Оба были спокойны, ни о чем не сожалели, у них во всем согласие. Их не тревожила мысль о том, что принесет им завтрашний день или что может случиться через час. Словно рок не мог причинить им горя. Они знали друг друга прежде, пусть недолго и очень давно, и их нынешняя любовь питалась от этого корня.
– Ты писала такие удивительные письма, когда признавалась, что когда-то принимала опиум, Я задним числом волновался за тебя, конечно, но восхищался, как ты все это выразила – и что ты пережила.
– Ну-у, сейчас об этом уже можно говорить. Но куда лучше наслаждаться душевным здоровьем, чем безумием. Из этих двух безумие – куда более суровая темница. Если есть выбор.
Прямо позади них светился фонарь – фальшивая луна из гофрированной бумаги. В кустах ему пела птиц хотя ей давно пора было спать.
Фрэнк спросил Марию про рак. Страх перед этой болезнью уже давно определял в ее жизни всё.
– Я так боялась умереть молодой, – сказала она стискивая его руку. Он с удовольствием отметил про себя что у нее дорогие кольца и браслеты. – Я так жаждала реализовать себя, – продолжала она. – Муж в конце концов устал от этой бесконечной болезни. Бедный Альфредо! И я не хотела, чтобы мой ребенок был рядом. Ужасно. Я вела себя ужасно. Вот тогда мне понадобилась душевная опора, а ее давали твои письма.
Она провела рукой по светлым волосам. Звякнули браслеты на запястье.
– Давай не будем больше про это, ладно? Да, я вечно живу под страхом смерти, но самая ужасная пора уже закончилась – хотя бы на время. У тебя в доме я в безопасности. – Она улыбнулась ему и захихикала: – А знаешь, у нас с Альфредо сейчас и отношения получше. Хотя общих интересов мало, зато я вижу, какой он добрый, как его любят другие.
Фрэнку не хотелось про это слышать.
Она задрожала, и он тут же встревожился, сказал, что слишком похолодало, что им пора домой. Но на свежем воздухе так приятно, возразила она.
– Так ведь почти полночь.
– Не смотри на часы, дорогой. Может быть, время остановилось.
– Наверное. В моем саду.
– Тогда и больше не увижу Рим.
Она вынула из сумочки несколько блестящих монеток, положила их не стол.
– Это евро, в Англии на них ничего не купишь, – усмехнулась она. – Но если время остановилось, какая мне разница?
Она перевернула монеты: почти все из Италии, одна из Германии и еще одна из Бельгии.
– Видишь, как далеко заехали монетки… Хорошо, если нахожу в кошельке хотя бы одну английскую.
А он подумал, какое она совершенство. Было ли когда-нибудь у него в жизни, чтобы женщина так его очаровывала? Скоро они лягут спать, в одну постель; какое неспешное удовольствие – предвкушать ее тепло, ароматы ее духов, ее объятия.
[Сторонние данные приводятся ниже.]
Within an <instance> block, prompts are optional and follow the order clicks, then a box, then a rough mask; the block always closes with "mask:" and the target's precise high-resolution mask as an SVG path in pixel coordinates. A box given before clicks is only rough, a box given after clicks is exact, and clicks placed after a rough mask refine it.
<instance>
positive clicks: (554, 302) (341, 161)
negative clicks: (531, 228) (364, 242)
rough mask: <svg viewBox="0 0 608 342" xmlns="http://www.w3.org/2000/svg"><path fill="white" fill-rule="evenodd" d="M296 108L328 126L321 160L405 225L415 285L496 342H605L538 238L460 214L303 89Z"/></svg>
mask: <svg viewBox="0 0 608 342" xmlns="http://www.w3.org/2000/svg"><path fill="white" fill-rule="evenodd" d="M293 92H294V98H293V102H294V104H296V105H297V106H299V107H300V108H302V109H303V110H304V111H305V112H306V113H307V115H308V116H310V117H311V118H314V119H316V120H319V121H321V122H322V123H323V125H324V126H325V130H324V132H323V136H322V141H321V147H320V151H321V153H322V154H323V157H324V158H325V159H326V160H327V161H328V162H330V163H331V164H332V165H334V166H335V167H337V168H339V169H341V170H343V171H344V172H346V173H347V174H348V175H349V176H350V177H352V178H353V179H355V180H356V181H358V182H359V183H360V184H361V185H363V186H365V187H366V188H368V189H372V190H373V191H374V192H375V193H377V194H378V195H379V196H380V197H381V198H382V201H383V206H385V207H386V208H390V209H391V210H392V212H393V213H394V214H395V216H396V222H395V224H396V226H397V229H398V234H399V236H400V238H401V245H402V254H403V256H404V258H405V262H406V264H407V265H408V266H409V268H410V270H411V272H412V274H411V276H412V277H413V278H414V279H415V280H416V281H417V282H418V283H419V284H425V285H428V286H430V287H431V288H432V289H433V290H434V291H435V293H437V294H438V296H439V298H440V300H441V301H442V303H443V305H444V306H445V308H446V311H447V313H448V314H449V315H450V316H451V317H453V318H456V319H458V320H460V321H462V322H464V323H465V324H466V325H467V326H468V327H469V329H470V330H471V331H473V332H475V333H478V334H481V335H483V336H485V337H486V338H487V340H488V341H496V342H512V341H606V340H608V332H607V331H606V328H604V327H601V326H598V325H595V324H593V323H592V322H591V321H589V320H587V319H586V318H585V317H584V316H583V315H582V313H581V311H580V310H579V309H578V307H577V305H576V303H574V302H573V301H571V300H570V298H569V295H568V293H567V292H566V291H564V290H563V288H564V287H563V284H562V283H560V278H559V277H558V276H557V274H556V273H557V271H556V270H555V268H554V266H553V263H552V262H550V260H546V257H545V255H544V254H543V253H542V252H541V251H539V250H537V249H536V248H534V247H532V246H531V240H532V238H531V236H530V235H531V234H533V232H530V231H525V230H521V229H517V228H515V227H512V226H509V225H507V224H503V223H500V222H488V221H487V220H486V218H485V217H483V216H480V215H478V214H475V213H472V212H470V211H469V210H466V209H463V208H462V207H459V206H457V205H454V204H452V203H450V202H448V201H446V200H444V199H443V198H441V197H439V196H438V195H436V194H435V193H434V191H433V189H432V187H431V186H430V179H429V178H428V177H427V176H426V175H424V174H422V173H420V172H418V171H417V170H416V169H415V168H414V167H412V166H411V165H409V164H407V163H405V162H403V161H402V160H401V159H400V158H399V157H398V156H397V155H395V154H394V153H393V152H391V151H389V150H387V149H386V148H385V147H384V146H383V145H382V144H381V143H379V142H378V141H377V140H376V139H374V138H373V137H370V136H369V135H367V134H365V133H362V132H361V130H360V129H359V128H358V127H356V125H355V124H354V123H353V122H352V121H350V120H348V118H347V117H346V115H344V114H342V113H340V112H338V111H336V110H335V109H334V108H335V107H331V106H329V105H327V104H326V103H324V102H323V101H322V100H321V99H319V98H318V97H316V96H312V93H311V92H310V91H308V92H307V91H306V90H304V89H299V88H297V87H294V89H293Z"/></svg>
Она спросила его про детские годы. Фрэнк отвечал, что рос в особом положении. Родители его были люди состоятельные, жили в огромном хаотичном имении в Гемпшире. Отец, с которым они никогда не были близки, был управляющим крупной компании, выпускавшей печенье и кондитерские изделия: марка «Мартинсон», на которой зиждилось все их благосостояние, была семейным кулинарным рецептом: он достался им от прабабки, а та, в свою очередь, получила его, вне всякого сомнения, от своей бабушки. Мать Фрэнка, Лавиния, была человеком добрым и спускала ему многое, однако с детьми не была близка: ему казалось, это совершенно в духе той эпохи. Фрэнк учился в Ориел-колледже в Оксфордском университете, изучал философию, политику и экономику и закончил курс с отличием.